In 1983 Pete wrote a letter reprising the Smothers Brothers controversy. “Most of my life I have assumed that the kind of songs I sing would not normally get played on the airwaves,” he explained. “I pointed to examples like Woody Guthrie’s song, ‘This Land Is Your Land’ to show that they don’t have to get played on the airwaves. If it’s a real good song, it will get spread around anyway. But in 1967 I wrote what I thought was a real good song, and I knew there wasn’t time for it to get around the country. People were being killed every day in Viet Nam. I had a recording contract with Columbia Records at that time, and my friends there even agreed to put out a record of it; but the sales department just laughed at us both.
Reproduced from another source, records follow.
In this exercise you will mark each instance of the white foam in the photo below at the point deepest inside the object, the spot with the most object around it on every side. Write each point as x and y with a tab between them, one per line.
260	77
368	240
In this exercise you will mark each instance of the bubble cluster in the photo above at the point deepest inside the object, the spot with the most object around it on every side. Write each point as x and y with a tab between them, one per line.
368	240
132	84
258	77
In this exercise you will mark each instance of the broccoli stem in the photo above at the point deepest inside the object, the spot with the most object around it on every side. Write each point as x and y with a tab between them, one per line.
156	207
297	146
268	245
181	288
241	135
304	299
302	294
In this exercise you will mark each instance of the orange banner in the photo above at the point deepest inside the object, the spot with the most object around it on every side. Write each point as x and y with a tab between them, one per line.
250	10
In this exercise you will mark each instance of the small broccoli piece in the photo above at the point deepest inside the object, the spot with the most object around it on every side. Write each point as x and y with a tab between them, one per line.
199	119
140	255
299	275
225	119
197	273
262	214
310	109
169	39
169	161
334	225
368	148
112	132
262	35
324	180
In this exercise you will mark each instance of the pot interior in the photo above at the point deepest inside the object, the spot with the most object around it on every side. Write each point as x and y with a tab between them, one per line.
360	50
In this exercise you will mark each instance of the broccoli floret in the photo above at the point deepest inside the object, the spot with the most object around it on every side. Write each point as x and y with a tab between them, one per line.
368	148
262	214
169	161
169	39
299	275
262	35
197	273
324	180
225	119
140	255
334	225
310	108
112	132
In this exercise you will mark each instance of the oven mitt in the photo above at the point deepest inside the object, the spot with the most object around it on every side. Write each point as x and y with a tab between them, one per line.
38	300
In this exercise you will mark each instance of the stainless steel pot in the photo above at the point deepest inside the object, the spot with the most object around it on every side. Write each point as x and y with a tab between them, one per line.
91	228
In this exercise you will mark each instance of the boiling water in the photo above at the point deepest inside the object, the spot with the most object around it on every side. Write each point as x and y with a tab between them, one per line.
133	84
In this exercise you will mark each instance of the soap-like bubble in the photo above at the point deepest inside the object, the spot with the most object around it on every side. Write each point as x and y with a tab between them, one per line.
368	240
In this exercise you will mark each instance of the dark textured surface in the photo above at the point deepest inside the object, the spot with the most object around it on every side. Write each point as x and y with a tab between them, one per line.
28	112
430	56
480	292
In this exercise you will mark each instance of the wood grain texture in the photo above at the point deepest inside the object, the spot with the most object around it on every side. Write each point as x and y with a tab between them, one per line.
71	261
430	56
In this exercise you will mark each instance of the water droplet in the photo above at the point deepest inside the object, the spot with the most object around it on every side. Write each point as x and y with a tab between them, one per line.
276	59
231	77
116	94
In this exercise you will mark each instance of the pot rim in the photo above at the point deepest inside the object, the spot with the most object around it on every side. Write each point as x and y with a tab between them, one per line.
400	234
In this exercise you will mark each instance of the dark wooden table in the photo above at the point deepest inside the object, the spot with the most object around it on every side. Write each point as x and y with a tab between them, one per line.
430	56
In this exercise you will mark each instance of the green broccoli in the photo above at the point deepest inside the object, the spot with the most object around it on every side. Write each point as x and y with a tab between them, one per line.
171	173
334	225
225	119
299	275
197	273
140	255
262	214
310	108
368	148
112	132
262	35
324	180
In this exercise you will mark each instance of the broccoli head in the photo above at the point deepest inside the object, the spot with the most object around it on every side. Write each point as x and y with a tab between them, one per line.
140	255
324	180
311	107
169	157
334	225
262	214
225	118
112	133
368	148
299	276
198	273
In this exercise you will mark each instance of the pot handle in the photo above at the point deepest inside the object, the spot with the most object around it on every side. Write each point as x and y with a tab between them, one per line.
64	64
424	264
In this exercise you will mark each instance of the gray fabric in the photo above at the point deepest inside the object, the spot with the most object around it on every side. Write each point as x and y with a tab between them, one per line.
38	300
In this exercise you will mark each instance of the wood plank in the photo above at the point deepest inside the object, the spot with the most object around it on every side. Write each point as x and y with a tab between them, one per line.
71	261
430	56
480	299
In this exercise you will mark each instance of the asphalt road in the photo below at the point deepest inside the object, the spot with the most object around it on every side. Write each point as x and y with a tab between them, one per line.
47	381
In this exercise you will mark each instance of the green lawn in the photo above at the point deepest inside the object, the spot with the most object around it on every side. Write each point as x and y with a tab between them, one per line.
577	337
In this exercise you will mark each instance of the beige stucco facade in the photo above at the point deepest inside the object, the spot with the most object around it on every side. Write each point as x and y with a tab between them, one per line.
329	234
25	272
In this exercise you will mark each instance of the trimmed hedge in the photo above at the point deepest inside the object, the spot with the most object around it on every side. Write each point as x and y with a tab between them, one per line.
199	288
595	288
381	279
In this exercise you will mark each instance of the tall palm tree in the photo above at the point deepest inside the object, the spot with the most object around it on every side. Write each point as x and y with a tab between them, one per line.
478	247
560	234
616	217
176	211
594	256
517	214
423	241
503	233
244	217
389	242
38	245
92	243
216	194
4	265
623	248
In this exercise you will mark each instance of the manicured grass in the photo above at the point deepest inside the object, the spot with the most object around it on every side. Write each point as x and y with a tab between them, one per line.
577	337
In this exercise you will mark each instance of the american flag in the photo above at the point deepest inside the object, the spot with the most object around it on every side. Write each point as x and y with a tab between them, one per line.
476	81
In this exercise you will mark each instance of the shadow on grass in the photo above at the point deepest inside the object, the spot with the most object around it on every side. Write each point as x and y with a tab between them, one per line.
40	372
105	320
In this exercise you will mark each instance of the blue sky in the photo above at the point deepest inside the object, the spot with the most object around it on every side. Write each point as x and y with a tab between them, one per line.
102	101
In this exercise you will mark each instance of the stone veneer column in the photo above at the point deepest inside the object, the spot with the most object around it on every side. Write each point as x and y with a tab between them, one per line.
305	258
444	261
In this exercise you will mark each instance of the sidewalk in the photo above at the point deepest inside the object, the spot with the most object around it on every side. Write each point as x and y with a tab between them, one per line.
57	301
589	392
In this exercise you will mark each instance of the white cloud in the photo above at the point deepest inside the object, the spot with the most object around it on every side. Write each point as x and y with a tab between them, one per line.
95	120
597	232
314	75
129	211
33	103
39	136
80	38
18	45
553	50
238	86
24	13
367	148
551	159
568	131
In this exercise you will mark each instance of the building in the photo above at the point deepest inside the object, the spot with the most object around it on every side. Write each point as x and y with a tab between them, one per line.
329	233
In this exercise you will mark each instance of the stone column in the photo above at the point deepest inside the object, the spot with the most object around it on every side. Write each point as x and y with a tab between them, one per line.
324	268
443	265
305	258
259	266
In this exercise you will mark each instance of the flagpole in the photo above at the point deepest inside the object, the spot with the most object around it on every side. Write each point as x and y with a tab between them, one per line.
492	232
The records stayed on the shelves and weren’t even sent to the stores.” He next recounted the role of the Smothers Brothers and their attempts to get the song heard. “Did the song do any good?” he wondered. “No one can prove a damned thing. It took tens of millions of people speaking out before the Viet Nam war was over. A defeat for the Pentagon, but a victory for the American people.” Curiously, in 1970 Columbia also pressed a 45 single of Pete recording Country Joe McDonald’s scorching antiwar anthem “I Feel Like I’m Fixin’ To Die Rag,” but it was only distributed to radio disk jockeys and quickly died.†
Pete’s TV career would long continue, often on children’s shows, such as Captain Kangaroo on CBS, with an appearance in January 1974, and numerous appearances on Sesame Street. The album Pete Seeger & Brother Kirk [the Rev. Frederick Douglas Kirkpatrick] Visit Sesame Street (1974), where they are accompanied by Big Bird, Oscar the Grouch, and the children, was the first by Sesame Street Records to include completely new material.
Pete Seeger has long had a sad song to sing. For seventeen years, network television kept the talented folk singer on the blacklist, first for his strident opposition to McCarthyism, then for his refusal to answer questions in a House Un-American Activities Committee investigation of alleged Communism in entertainment. Thus, when CBS announced that Seeger had been signed for last week’s Smothers Brothers Comedy Hour, the network was widely applauded for its courage in breaking the ban.
The liberal glow on CBS’s corporate cheek, however, was almost immediately replaced by a blush of embarrassment. For while lifting the ban on Seeger, it saw fit to snip one of his songs from the show’s tape—a decision that earned as much criticism as the earlier move won praise. “Waist Deep in the Big Muddy,” written by Seeger himself, is a largely innocent lament about a training platoon whose men risk death crossing a swollen stream in Louisiana. But the last four lines—aimed unmistakably at President Johnson’s conduct of the Vietnam war—were too much for CBS brass. The offending refrain: “Now every time I read the papers / that old feeling comes on / We’re waist deep in the Big Muddy / and the big fool says to push on.”
“We felt,” said a network spokesman, “that other music would make a better contribution to the show.” It seemed a somewhat muddy decision. For one thing, Seeger sang the same song last fall on the nationally syndicated David Susskind Show. Furthermore, the CBS record division touts the song on the cover of a Seeger album.
To Seeger, who keeps pace with the New Left through his musical leadership at peace rallies and civil-rights demonstrations, the song’s censorship was cause for more sorrow than anger. “It’s important for people to realize,” said the 41-year-old singer, “that what they see on TV is screened not just for good taste but for ideas. We have to open the networks to the rich diversity that is in America.”
If Seeger’s protest was somewhat mild, the Smothers Brothers—who had battled the network and suffered two weeks of hate mail to get him on the air—were plain furious. “It seems we have come to the time when a dissenting voice just can’t be heard,” snapped brother Tommy. “We definitely plan to have Seeger back and he’s probably gonna want to sing ‘Big Muddy’ again. Maybe we’ll sing it with him.”
SOURCE Newsweek, September 25, 1967, 118.